The Marton community came together at the Safe n Sound concert in Marton Park on Saturday to talk about the spate of suicides and attempted suicides in the town in recent months.
This the town's second such public event in 18 years. A similar event in 1996 followed the suicides of four young people under the Bulls Bridge.
Nga tai O Te Awa suicide prevention officer Vince Potaka said throughout the central region there was a rising problem with suicide, particularly with middle-age men.
In Marton three men aged 19, 52 and 24 had committed suicide in the town in the past three months and a fourth man aged in his mid-30s, committed suicide in April, he said.
"But there have been eight attempted suicides here in Marton - all men."
He believes depression is a big problem for men because they think it's weak to talk about being depressed and struggle on without telling anyone, getting deeper into a black place.
"We, as a community, need to come together to get it out in the open and talk about preventing suicide, because if we're talking then those people suffering in the dark can know they're not crazy, that they can be helped. It really upsets me when a guy tells me he can't say anything because everyone will think he's mad."
Organiser of the previous concert in 1996, Gypsy Wright said he was worried about the amount of P (methamphet-amine) being smoked by all ages, and people from all walks of life in the town.

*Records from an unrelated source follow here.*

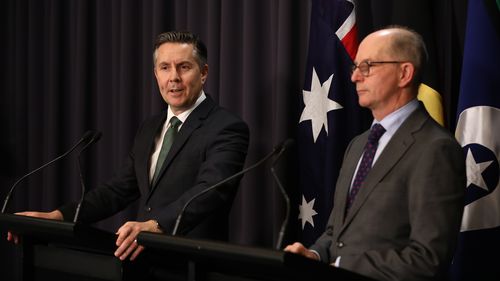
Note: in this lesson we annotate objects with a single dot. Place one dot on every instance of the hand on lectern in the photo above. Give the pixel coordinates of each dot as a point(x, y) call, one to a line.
point(54, 215)
point(127, 238)
point(298, 248)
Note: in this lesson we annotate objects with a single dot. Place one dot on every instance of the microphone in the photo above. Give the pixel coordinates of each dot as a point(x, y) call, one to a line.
point(276, 149)
point(95, 138)
point(288, 143)
point(84, 138)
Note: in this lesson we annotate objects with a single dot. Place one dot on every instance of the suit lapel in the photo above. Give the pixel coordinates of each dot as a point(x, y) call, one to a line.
point(398, 145)
point(193, 122)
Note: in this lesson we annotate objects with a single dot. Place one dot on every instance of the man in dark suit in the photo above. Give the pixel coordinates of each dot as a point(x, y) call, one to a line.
point(399, 196)
point(206, 145)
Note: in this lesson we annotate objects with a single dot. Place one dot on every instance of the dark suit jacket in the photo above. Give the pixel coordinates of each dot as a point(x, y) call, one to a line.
point(210, 146)
point(405, 220)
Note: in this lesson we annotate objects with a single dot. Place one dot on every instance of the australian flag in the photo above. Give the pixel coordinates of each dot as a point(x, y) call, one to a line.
point(330, 116)
point(478, 124)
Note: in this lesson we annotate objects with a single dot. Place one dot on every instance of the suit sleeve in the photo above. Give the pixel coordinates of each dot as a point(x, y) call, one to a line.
point(224, 148)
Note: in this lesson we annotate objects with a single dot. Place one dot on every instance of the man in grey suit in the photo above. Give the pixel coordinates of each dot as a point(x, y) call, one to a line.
point(399, 196)
point(210, 145)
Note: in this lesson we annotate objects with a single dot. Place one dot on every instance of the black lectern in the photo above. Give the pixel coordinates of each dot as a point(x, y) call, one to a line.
point(211, 260)
point(55, 250)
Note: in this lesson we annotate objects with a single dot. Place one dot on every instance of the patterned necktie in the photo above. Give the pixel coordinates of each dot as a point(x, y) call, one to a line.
point(366, 162)
point(168, 140)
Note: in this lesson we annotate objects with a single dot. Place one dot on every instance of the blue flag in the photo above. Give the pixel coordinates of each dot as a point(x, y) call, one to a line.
point(478, 123)
point(331, 116)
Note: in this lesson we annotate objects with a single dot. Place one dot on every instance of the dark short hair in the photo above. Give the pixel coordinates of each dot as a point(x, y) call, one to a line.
point(200, 50)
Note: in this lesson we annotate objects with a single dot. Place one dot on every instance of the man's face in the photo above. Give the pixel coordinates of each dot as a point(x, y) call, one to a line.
point(179, 76)
point(379, 90)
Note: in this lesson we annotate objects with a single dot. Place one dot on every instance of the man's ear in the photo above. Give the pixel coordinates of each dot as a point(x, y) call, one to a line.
point(204, 73)
point(406, 75)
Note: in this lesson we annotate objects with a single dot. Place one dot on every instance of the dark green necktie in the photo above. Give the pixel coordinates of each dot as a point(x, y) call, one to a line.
point(168, 140)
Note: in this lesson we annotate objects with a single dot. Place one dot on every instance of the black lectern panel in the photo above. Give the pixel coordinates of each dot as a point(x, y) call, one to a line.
point(210, 260)
point(56, 250)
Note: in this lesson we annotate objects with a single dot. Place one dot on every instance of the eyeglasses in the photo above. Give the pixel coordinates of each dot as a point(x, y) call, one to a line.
point(364, 66)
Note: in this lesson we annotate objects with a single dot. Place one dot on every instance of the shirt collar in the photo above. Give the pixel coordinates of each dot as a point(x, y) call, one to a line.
point(394, 120)
point(184, 115)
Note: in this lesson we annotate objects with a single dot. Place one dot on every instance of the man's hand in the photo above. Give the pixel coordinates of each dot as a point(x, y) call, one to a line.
point(298, 248)
point(54, 215)
point(127, 234)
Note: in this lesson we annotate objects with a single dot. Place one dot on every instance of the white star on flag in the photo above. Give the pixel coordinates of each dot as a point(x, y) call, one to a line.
point(306, 212)
point(475, 170)
point(317, 104)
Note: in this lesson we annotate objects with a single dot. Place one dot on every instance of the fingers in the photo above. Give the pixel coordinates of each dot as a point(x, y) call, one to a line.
point(137, 251)
point(126, 240)
point(296, 248)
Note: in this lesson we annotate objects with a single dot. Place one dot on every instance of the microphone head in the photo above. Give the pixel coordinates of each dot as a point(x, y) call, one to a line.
point(88, 134)
point(284, 144)
point(97, 136)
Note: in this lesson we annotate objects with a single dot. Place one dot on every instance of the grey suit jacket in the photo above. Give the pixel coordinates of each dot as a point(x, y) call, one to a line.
point(210, 146)
point(405, 220)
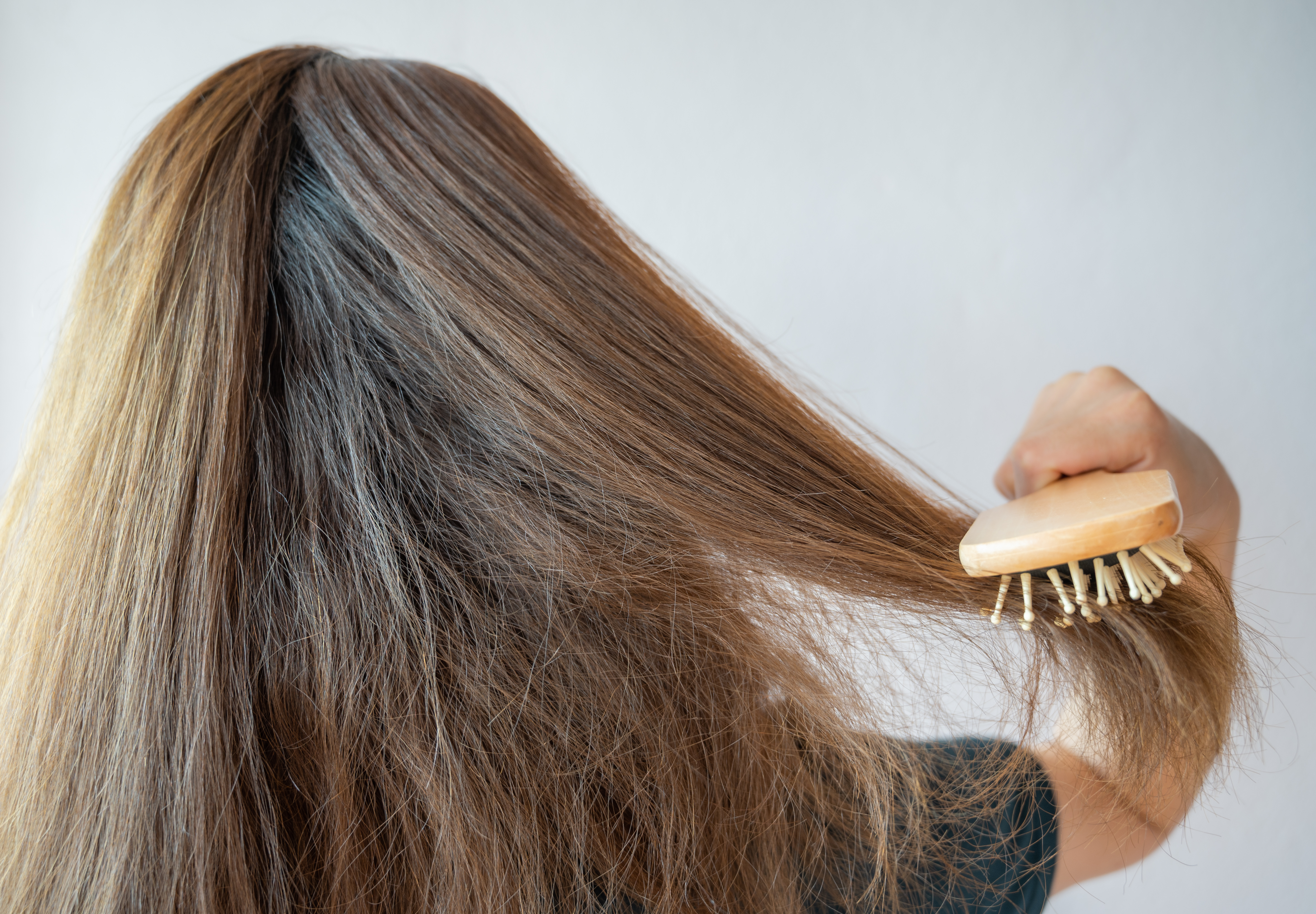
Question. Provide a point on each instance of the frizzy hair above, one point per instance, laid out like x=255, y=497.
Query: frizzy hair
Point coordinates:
x=399, y=534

"Two of these deaths were linked to P ... . it's really dangerous stuff."
Marton youth agencies are moving now to help their young, in particular, who can make wrong decisions very quickly in an emotional cauldron, Rangitikei Youth Toni Giddens said.
And Marton Junction School principal Vanessa Te Ua said she worries constantly about her own children and her students because of the danger of drugs and suicidal behaviour.
"Community days like this are important with whanau all here and everyone knowing why we're here, talking openly."